Opened 18 years ago

Closed 18 years ago

Last modified 18 years ago

#1662 closed defect (fixed)

Conflict between Advice in LFS book and BLFS book

Reported by: amtor@… Owned by: lfs-book@…
Priority: lowest Milestone:
Component: Book Version: TESTING
Severity: normal Keywords:
Cc:

Description

In lfs book (all recent versions including the latest test version), it states the following when discussing using the ext3 file system:

"When using a journalling file system, the 1 1 at the end of the line should be replaced with 0 0 because such a partition does not need to be dumped or checked"

(See http://www.linuxfromscratch.org/lfs/view/6.1.1-pre2/chapter08/fstab.html).

However, in the latest stable version of the BLFS book (v 6.1), it states:

"Edit your /etc/fstab. For each partition that you want to convert into ext3, edit the entry so that it looks similar to the following line.
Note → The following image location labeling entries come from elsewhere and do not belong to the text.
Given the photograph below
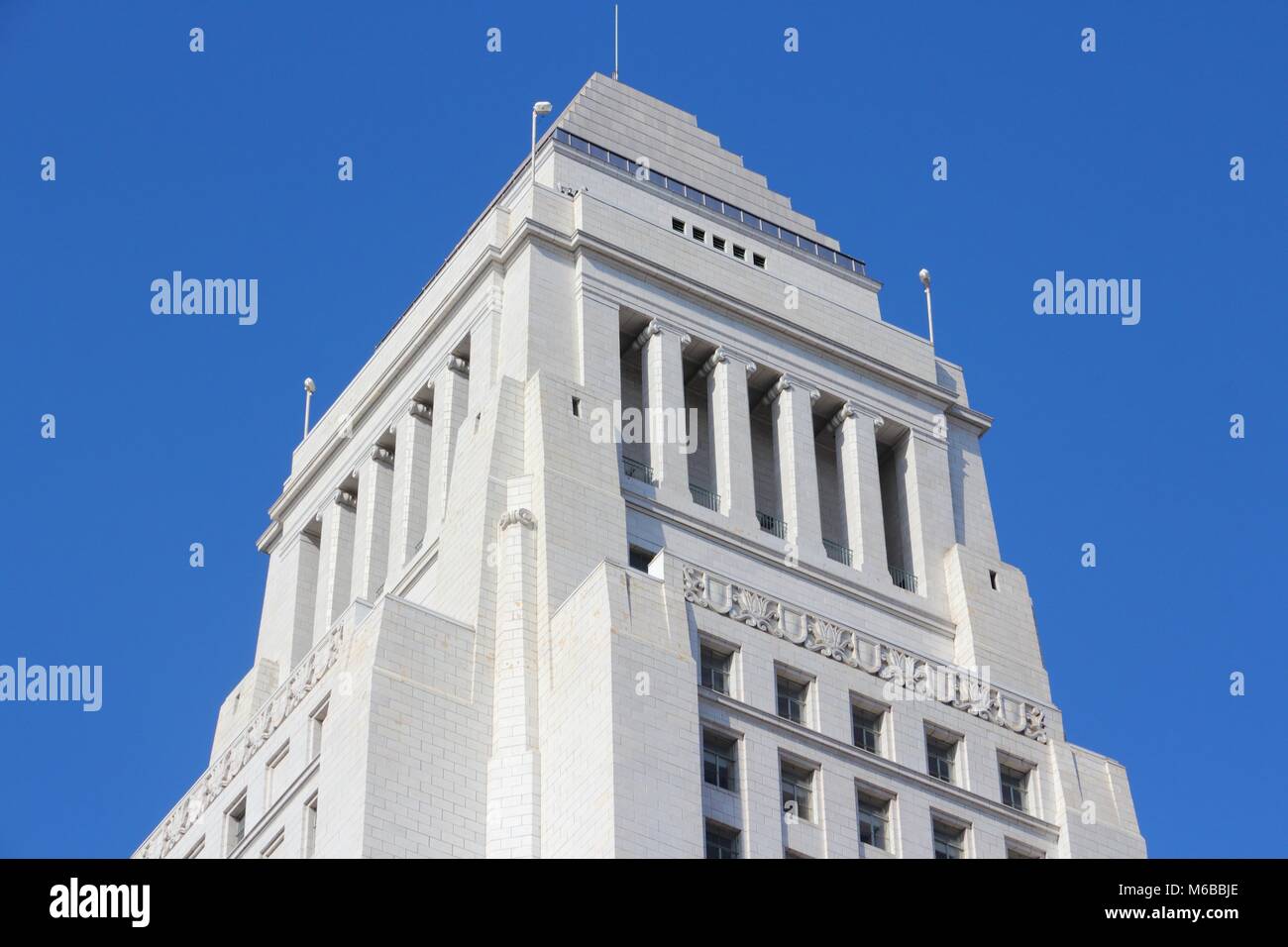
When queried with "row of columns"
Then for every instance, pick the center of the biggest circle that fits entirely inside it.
(365, 535)
(791, 403)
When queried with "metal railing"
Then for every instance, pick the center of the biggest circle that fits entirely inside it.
(841, 554)
(636, 471)
(771, 523)
(704, 497)
(903, 579)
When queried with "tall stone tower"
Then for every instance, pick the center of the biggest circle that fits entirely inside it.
(640, 534)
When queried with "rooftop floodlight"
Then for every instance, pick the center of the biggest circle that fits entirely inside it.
(537, 108)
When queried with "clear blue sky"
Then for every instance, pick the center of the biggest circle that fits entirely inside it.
(172, 431)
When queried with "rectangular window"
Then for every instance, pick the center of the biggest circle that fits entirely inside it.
(639, 558)
(798, 787)
(793, 699)
(940, 758)
(721, 841)
(1016, 788)
(720, 761)
(271, 770)
(310, 826)
(716, 671)
(235, 825)
(867, 723)
(875, 821)
(316, 729)
(949, 840)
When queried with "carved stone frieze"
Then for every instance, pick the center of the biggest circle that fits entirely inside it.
(958, 688)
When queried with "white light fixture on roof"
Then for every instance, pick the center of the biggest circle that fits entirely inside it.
(930, 318)
(537, 108)
(308, 395)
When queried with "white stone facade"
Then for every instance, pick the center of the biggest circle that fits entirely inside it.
(484, 622)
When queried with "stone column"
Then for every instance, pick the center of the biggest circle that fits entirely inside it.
(665, 418)
(930, 514)
(730, 438)
(451, 405)
(412, 433)
(798, 471)
(514, 767)
(335, 571)
(859, 488)
(304, 565)
(372, 530)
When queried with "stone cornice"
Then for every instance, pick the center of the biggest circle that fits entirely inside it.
(827, 348)
(644, 501)
(789, 384)
(952, 685)
(291, 693)
(520, 517)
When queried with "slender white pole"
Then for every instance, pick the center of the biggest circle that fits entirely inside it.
(308, 395)
(930, 317)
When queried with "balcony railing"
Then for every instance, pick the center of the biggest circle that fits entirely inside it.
(841, 554)
(771, 523)
(636, 471)
(704, 497)
(903, 579)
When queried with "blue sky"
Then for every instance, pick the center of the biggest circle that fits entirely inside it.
(172, 431)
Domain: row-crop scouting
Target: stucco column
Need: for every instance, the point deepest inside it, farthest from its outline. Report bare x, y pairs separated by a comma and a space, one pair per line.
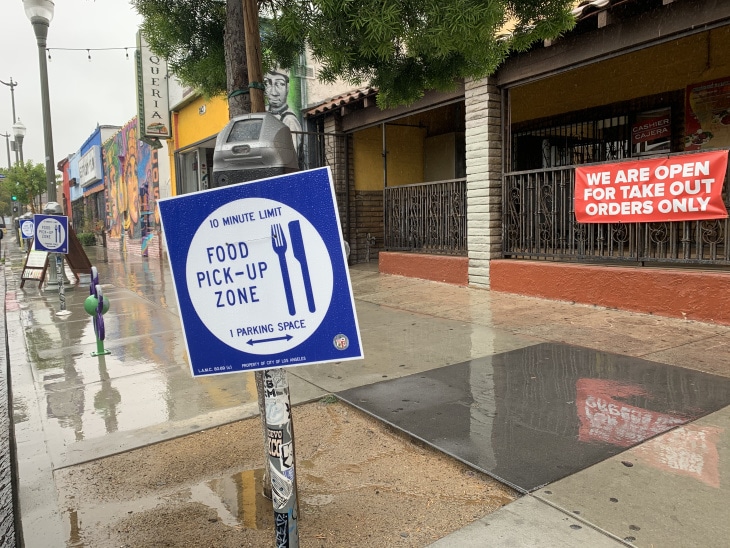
483, 177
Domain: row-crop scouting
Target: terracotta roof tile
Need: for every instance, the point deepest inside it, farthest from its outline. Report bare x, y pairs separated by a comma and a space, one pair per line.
345, 99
/dev/hd[XX] /mnt_point ext3 defaults 1 1

In the above line, replace /dev/hd[XX] by the partition (e.g., /dev/hda2), /mnt_point by the mount point (e.g., /home). The 1 in the last field ensures that the partition will be checked for consistency during the boot process by the checkfs script as recommended by the maintainer."

(See http://www.linuxfromscratch.org/blfs/view/stable/postlfs/filesystems.html )

What should it be? For ext3, should the last two digits be 1 1 in the fstab file or should it be 0 0?

In my view, we should be saying the same thing in LFS and BLFS.

Rob

Change History (3)

comment:1 by Matthew Burgess, 18 years ago

"It is also important to note that using a journalling filesystem does not entirely obsolete the use of filesystem checking programs (fsck). Hardware and software errors that corrupt random blocks in the filesystem are not generally recoverable with the transaction log." - http://www.linuxgazette.com/issue68/dellomodarme.html

Therefore, it would seem sensible to just remove that paragraph from the book.

comment:2 by Matthew Burgess, 18 years ago

Resolution: fixed
Status: newclosed

comment:3 by amtor@…, 18 years ago

(In reply to comment #1)

"It is also important to note that using a journalling filesystem does not entirely obsolete the use of filesystem checking programs (fsck). Hardware and software errors that corrupt random blocks in the filesystem are not generally recoverable with the transaction log." - http://www.linuxgazette.com/issue68/dellomodarme.html

Therefore, it would seem sensible to just remove that paragraph from the book.

(In reply to comment #1)

"It is also important to note that using a journalling filesystem does not entirely obsolete the use of filesystem checking programs (fsck). Hardware and software errors that corrupt random blocks in the filesystem are not generally recoverable with the transaction log." - http://www.linuxgazette.com/issue68/dellomodarme.html

Therefore, it would seem sensible to just remove that paragraph from the book.

I agree. Since LFS only deals with ext2 and BLFS deals with all the other options, it is probably best to stick to only ext2 in the LFS book. But LFS can refer readers to the BLFS book for other filesystems like ext3, reiserfs etc.